In a statement released on Tuesday afternoon, the Indian Army said that three Indians – a colonel and two soldiers – were killed. Indian military sources also revealed that no firing happened during the dispute as it was a hand-to-hand fight.
“During the de-escalation process underway in the Galwan Valley, a violent face-off took place yesterday night with casualties. The loss of lives on the Indian side includes an officer and two soldiers. Senior military officials of the two sides are currently meeting at the venue to defuse the situation,” the Army’s statement said.
It was the fourth skirmish between Indian and Chinese forces after the two witnessed sparks in three places in Ladakh and Assam, a month ago. As per the reports, in April the Chinese People’s Liberation Army (PLA) took control of a series of remote border posts along the disputed frontier, known as the Line of Actual Control (LAC). The incident led to quick and heavy troop deployment on both the sides of the LAC. As troops got posted, both the sides fought with each other in fistfights twice in May, at Pangong lake, in Ladakh, and at Naku La in Sikkim, leading to serious injuries on both sides.
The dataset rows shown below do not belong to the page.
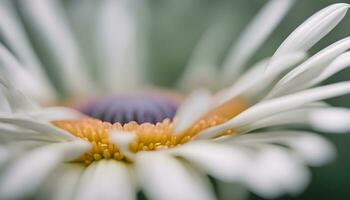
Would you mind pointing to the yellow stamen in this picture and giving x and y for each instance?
(148, 136)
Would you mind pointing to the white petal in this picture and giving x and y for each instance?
(313, 149)
(123, 140)
(106, 179)
(308, 73)
(62, 183)
(256, 82)
(274, 172)
(4, 155)
(274, 106)
(24, 176)
(55, 113)
(163, 177)
(331, 120)
(253, 36)
(313, 29)
(49, 21)
(298, 116)
(116, 44)
(218, 160)
(196, 105)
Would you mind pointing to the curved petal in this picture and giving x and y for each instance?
(106, 179)
(276, 171)
(274, 106)
(313, 149)
(253, 36)
(218, 160)
(62, 183)
(256, 82)
(23, 177)
(314, 70)
(196, 105)
(154, 169)
(313, 29)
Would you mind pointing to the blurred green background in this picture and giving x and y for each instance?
(172, 44)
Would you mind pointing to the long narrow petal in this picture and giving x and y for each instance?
(254, 84)
(47, 18)
(106, 179)
(299, 116)
(218, 160)
(312, 148)
(333, 120)
(274, 106)
(313, 29)
(24, 176)
(308, 73)
(253, 36)
(163, 177)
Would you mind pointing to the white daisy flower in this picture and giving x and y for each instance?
(113, 147)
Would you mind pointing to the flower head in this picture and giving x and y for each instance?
(160, 143)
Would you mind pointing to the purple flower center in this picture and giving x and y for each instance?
(124, 109)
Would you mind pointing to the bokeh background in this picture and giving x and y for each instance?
(172, 44)
(174, 28)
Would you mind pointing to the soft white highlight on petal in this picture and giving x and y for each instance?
(47, 17)
(106, 179)
(298, 116)
(62, 183)
(255, 82)
(275, 172)
(123, 140)
(164, 177)
(253, 36)
(218, 160)
(24, 176)
(54, 113)
(277, 105)
(196, 105)
(335, 120)
(314, 70)
(313, 29)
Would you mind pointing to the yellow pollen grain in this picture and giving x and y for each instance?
(148, 136)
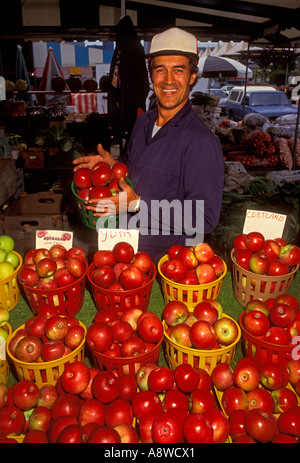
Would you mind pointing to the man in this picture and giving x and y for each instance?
(173, 158)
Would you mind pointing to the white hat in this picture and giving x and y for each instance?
(174, 41)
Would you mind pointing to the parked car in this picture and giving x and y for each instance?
(219, 93)
(263, 100)
(227, 88)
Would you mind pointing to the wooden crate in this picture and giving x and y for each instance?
(44, 202)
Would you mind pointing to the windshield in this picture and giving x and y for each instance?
(219, 93)
(269, 99)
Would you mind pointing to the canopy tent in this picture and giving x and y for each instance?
(219, 66)
(52, 69)
(21, 71)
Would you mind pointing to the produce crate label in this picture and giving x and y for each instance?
(270, 224)
(47, 238)
(107, 238)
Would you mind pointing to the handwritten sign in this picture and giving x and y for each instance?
(107, 238)
(47, 238)
(270, 224)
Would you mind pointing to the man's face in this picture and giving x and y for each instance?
(171, 80)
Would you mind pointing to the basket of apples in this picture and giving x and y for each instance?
(10, 264)
(123, 343)
(42, 347)
(102, 181)
(262, 268)
(5, 331)
(258, 400)
(121, 278)
(203, 338)
(270, 328)
(54, 276)
(191, 274)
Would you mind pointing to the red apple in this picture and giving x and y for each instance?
(226, 330)
(25, 394)
(150, 329)
(242, 258)
(203, 335)
(175, 312)
(166, 429)
(105, 387)
(205, 273)
(260, 398)
(203, 253)
(206, 311)
(186, 377)
(175, 269)
(239, 241)
(256, 323)
(142, 260)
(290, 255)
(82, 178)
(219, 423)
(181, 334)
(91, 411)
(197, 429)
(261, 425)
(104, 276)
(282, 315)
(255, 241)
(161, 379)
(101, 176)
(222, 376)
(246, 376)
(99, 336)
(272, 376)
(56, 328)
(259, 263)
(123, 252)
(143, 374)
(188, 257)
(131, 278)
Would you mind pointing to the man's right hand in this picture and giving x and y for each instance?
(90, 161)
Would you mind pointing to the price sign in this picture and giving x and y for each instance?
(47, 238)
(107, 238)
(270, 224)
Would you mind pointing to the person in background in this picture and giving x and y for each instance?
(172, 155)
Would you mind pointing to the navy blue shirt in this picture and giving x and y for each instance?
(183, 161)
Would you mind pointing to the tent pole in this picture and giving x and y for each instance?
(123, 8)
(246, 79)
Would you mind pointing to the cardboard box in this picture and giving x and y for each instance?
(44, 202)
(22, 228)
(34, 158)
(8, 179)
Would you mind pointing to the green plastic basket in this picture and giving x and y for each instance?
(87, 217)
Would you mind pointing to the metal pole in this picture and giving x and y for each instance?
(123, 8)
(246, 78)
(296, 141)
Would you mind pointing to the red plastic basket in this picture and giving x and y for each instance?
(122, 366)
(122, 300)
(262, 351)
(67, 300)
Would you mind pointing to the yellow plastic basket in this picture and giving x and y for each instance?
(4, 365)
(205, 359)
(45, 372)
(191, 295)
(9, 288)
(248, 285)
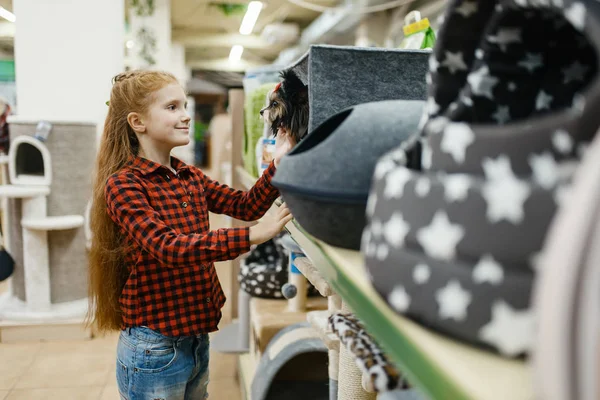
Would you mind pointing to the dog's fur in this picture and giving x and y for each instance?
(288, 106)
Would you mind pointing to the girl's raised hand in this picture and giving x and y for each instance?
(270, 225)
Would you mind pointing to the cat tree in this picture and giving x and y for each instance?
(49, 285)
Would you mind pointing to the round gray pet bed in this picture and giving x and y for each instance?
(293, 366)
(453, 241)
(325, 179)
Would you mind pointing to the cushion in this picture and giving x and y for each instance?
(325, 179)
(456, 223)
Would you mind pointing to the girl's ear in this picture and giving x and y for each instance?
(135, 121)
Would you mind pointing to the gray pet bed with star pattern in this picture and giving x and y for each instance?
(456, 222)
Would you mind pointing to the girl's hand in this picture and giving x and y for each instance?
(270, 225)
(283, 144)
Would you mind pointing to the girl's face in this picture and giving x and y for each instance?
(167, 121)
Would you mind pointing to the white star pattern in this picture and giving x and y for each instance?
(576, 15)
(382, 252)
(371, 203)
(504, 194)
(394, 183)
(543, 101)
(506, 36)
(457, 137)
(562, 141)
(488, 270)
(502, 114)
(456, 187)
(467, 8)
(433, 63)
(395, 230)
(536, 260)
(545, 171)
(482, 83)
(421, 274)
(453, 301)
(399, 299)
(510, 330)
(531, 62)
(426, 156)
(432, 106)
(454, 62)
(575, 72)
(440, 237)
(422, 187)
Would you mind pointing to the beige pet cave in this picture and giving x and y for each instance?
(50, 185)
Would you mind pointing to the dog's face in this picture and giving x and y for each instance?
(288, 106)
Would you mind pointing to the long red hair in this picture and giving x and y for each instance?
(131, 92)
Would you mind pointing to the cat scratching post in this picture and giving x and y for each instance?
(350, 377)
(47, 200)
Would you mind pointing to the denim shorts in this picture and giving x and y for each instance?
(151, 366)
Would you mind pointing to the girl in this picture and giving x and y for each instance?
(151, 264)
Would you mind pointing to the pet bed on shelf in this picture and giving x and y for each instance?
(513, 100)
(325, 179)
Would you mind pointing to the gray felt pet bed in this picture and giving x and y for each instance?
(513, 101)
(325, 179)
(339, 77)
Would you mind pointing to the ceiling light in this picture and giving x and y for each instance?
(235, 54)
(4, 13)
(250, 18)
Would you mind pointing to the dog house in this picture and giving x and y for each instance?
(50, 186)
(29, 162)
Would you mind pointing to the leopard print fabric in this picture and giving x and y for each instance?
(369, 357)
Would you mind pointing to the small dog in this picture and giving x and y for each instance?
(288, 106)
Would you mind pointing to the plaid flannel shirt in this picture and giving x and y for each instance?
(172, 285)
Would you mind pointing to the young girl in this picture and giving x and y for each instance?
(151, 264)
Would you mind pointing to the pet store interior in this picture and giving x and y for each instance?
(444, 232)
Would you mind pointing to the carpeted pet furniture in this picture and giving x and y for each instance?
(293, 366)
(456, 223)
(325, 179)
(49, 188)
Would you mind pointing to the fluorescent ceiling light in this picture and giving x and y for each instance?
(4, 13)
(235, 54)
(250, 18)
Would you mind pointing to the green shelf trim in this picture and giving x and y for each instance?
(420, 370)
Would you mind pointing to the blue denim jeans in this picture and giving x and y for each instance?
(151, 366)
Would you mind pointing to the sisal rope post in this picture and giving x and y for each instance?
(350, 377)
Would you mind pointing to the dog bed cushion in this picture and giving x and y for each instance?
(264, 272)
(454, 244)
(325, 179)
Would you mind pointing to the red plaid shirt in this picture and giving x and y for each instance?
(173, 286)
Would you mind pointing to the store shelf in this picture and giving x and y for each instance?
(247, 369)
(441, 367)
(245, 178)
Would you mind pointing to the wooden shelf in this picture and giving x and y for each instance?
(442, 368)
(59, 223)
(21, 192)
(247, 369)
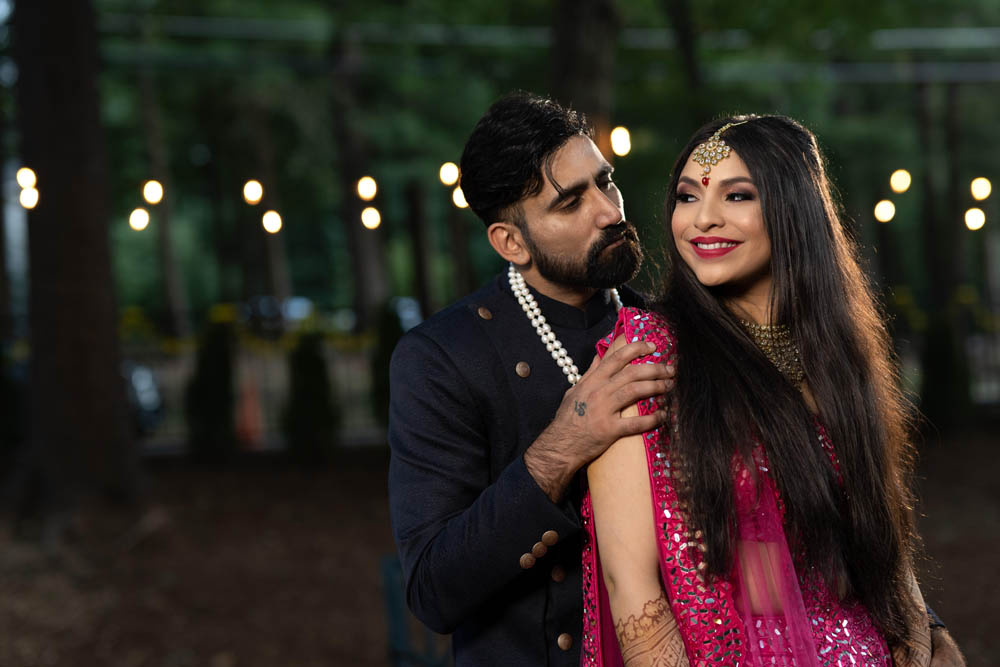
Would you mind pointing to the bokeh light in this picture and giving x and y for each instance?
(885, 211)
(981, 188)
(253, 192)
(139, 219)
(900, 181)
(371, 218)
(448, 173)
(26, 177)
(367, 187)
(152, 192)
(29, 198)
(975, 218)
(621, 141)
(271, 222)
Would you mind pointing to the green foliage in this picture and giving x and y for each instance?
(209, 397)
(310, 418)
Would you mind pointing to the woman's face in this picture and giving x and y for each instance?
(719, 229)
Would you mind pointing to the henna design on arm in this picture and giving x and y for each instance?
(653, 639)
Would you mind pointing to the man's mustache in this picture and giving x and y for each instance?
(623, 230)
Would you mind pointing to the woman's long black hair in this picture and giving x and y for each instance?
(858, 530)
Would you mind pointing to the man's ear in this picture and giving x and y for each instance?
(506, 239)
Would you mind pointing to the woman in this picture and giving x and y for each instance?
(770, 522)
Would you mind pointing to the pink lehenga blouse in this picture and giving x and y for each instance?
(766, 612)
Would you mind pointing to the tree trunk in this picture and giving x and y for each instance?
(278, 279)
(420, 243)
(584, 43)
(365, 246)
(78, 419)
(686, 41)
(6, 309)
(944, 396)
(463, 277)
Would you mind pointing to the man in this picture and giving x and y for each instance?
(491, 417)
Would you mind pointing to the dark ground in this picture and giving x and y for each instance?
(265, 565)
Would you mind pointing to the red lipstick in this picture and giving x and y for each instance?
(709, 247)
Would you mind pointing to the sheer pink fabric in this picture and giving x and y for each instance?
(765, 612)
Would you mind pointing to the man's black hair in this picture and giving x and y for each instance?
(514, 140)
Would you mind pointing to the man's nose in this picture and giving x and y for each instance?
(612, 211)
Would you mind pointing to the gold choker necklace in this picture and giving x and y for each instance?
(775, 341)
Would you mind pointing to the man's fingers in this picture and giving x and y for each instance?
(622, 357)
(641, 424)
(633, 392)
(637, 373)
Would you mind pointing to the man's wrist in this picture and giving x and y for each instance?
(550, 471)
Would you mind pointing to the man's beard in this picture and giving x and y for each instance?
(598, 269)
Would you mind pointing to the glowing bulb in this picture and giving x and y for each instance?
(448, 173)
(975, 218)
(271, 222)
(900, 181)
(253, 192)
(29, 198)
(26, 178)
(152, 192)
(139, 219)
(885, 211)
(981, 188)
(621, 141)
(367, 187)
(371, 218)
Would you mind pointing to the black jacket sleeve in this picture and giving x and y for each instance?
(461, 523)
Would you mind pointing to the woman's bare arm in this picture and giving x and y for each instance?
(626, 536)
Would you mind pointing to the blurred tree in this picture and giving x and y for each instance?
(209, 397)
(584, 44)
(310, 417)
(416, 219)
(175, 313)
(367, 253)
(78, 425)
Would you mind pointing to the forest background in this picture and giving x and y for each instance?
(217, 382)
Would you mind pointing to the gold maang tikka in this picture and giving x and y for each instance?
(709, 153)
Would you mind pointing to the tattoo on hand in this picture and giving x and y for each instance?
(653, 639)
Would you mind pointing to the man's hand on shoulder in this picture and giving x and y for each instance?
(589, 419)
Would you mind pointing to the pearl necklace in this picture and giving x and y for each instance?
(542, 328)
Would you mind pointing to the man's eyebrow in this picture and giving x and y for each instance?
(577, 188)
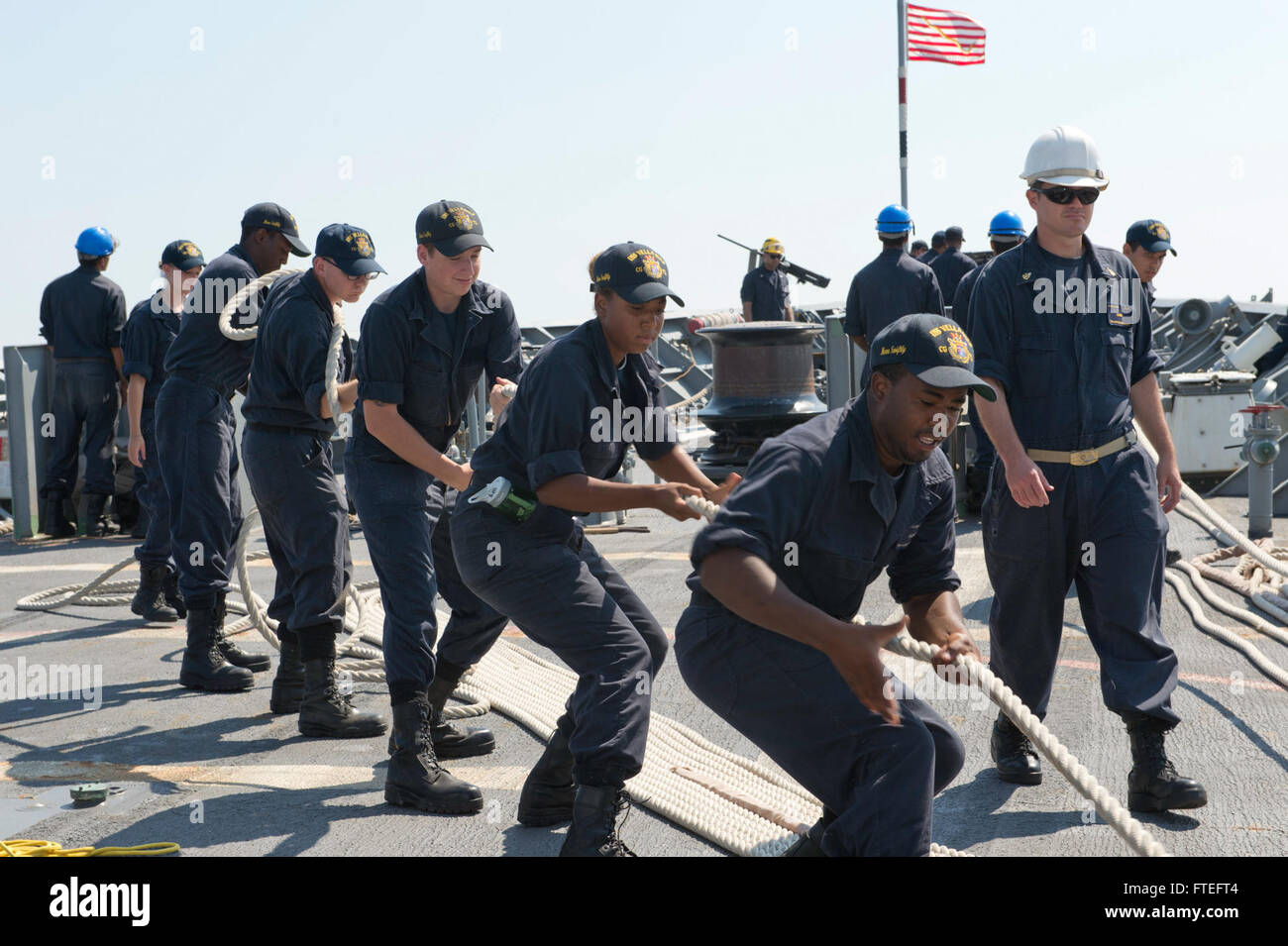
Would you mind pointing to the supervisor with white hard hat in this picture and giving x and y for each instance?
(1061, 331)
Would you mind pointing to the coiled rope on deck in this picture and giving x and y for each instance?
(1254, 579)
(246, 302)
(1131, 830)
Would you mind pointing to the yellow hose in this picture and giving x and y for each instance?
(26, 847)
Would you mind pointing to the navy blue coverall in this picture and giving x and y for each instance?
(196, 431)
(1067, 360)
(892, 286)
(149, 334)
(768, 293)
(818, 507)
(81, 317)
(286, 447)
(428, 364)
(984, 451)
(544, 573)
(949, 266)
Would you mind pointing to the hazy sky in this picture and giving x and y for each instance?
(574, 126)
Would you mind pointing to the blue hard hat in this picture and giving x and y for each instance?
(1006, 224)
(894, 219)
(95, 241)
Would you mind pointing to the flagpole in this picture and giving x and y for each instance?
(902, 13)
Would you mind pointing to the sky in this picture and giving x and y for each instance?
(574, 126)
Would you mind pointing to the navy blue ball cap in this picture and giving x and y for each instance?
(1151, 236)
(274, 216)
(932, 348)
(634, 271)
(348, 248)
(450, 227)
(183, 254)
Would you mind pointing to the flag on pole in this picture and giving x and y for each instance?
(944, 37)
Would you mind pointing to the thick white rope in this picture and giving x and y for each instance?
(1247, 545)
(1212, 521)
(246, 304)
(1131, 830)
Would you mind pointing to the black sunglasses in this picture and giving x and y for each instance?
(1064, 194)
(361, 277)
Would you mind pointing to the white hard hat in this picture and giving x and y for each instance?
(1067, 156)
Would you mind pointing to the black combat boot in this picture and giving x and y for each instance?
(171, 593)
(415, 779)
(810, 845)
(232, 653)
(977, 488)
(329, 713)
(549, 791)
(593, 822)
(93, 521)
(56, 525)
(204, 667)
(452, 742)
(1153, 783)
(288, 683)
(1017, 760)
(150, 598)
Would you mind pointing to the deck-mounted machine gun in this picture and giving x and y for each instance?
(798, 273)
Lieutenant-General H.S. Panag, a former head of the Indian army’s northern command told the Economist that they the PLA tried to grab around 40 to 60 square kilometres of territory that India claims to be its own.
On the other hand, Chinese new agency, the Global Times reported that the Chinese foreign ministry accused India of carrying out “provocative attacks” on Chinese soldiers after “illegally crossing” the border. “China and Indian side agreed to resolve the bilateral issues through dialogue to ease the border situation and maintain peace and tranquility in border areas,” it mentioned .
ANI reported that Army Generals and diplomats of both the nations were having a discuss to ease off the tension. Both the nations expressed willingness to deescalate the issue. Responding to the India-China border row, US said that it was ‘closely monitoring’ the situation. A senior US state department official said that Washington hoped that Delhi and Beijing were able to peacefully resolve the matter.